A new study has shown that ad block usage is dropping, raising the question of whether ad blocking has reached its peak. But this is not simply a case of fewer people installing ad blockers, it’s a shift in how people are accessing the internet.
The key takeaways:
- From 2016 to 2020, the share of the online population using ad blockers has decreased across all countries, according to the survey which was completed by more than 14,000 people.
- In the US where ad blocking is most prolific, the number of people saying they use an ad blocker has dropped from 52% in 2016 to 41% in 2020.
- Publishers who block access to users with ad blockers are mostly seeing success with whitelisting requests, with 68% of people in the UK and 63% in the US actively whitelisting a website when asked.
Yes but: Popular browsers like Firefox and Chrome have been dealing with bad ad experiences themselves, automatically blocking some types of ads.

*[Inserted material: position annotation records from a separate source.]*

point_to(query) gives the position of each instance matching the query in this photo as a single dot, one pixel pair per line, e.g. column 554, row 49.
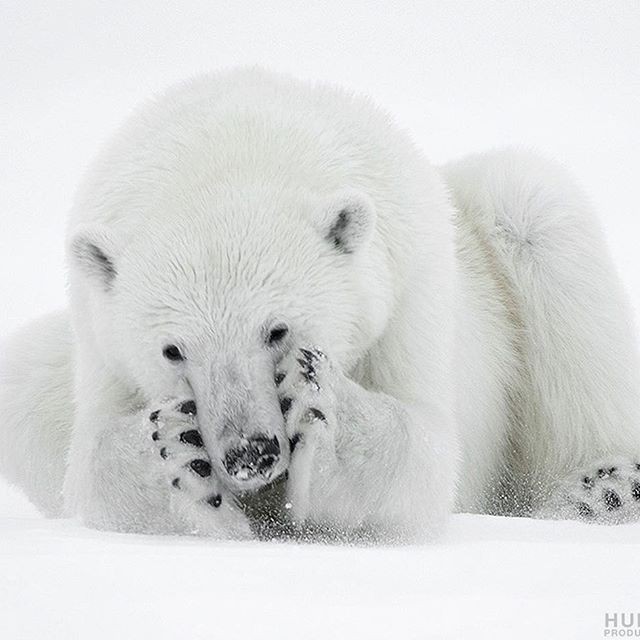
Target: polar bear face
column 207, row 303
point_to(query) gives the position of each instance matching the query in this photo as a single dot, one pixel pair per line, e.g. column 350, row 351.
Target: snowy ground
column 490, row 578
column 561, row 77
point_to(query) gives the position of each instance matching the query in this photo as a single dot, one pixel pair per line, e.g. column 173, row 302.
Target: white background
column 560, row 77
column 462, row 76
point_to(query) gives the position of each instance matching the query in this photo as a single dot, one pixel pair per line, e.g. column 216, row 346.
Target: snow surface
column 462, row 75
column 490, row 578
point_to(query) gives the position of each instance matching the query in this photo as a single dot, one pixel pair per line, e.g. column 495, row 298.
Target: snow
column 461, row 76
column 489, row 578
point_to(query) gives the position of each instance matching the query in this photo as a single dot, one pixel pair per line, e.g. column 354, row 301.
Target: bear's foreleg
column 149, row 473
column 359, row 463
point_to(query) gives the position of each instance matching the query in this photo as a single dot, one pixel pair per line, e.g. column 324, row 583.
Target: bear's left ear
column 347, row 220
column 93, row 249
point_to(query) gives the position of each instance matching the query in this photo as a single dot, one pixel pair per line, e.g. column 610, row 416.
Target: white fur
column 480, row 351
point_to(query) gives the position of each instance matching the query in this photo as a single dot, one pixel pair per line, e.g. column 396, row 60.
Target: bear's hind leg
column 607, row 492
column 580, row 397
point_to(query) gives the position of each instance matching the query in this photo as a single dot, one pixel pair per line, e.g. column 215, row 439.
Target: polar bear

- Google Chrome this week has been rolling out a new feature which blocks ads using an “egregious” amount of network bandwidth or battery power
- Chrome has been working on conquering bad ads for a while – it blocks “annoying ads with flashing graphics or autoplaying audio” and sites with ad walls by default on mobile
- Opera has had ad blocking baked into its browser since 2016
- Firefox and Safari have blocked third-party ad trackers by default since 2019 – something that Chrome will also be adopting in the next two years
This isn’t a new phenomenon: pop-up ad windows are a thing of the past thanks to the actions taken by browsers.
According to AudienceProject’s figures, the picture is more complex when it comes to sessions blocked by ad blockers, which would include browser-blocking actions.
- In Germany, Sweden and Finland, there’s been a small increase in the share of sessions blocked on the computer, but this has decreased in the US, Denmark, Norway and the UK
- Sessions being blocked on mobile are also decreasing in Europe, despite the rise in mobile browsing; mobile now accounts for over half of all traffic worldwide. But in the US and Sweden, there is still a small increase in the share of ad sessions blocked on mobiles
The big picture: AudienceProject has said that despite the majority of people still having a negative attitude towards ads on websites and in video, fewer people are annoyed with the ads they are exposed to.
Ad blockers are a response to an industry-wide issue, so if fewer people are feeling the need to install them, the implication is the overall ad experience is improving. Whether that’s down to browsers doing more of the heavy-lifting or the industry improving is still up for debate.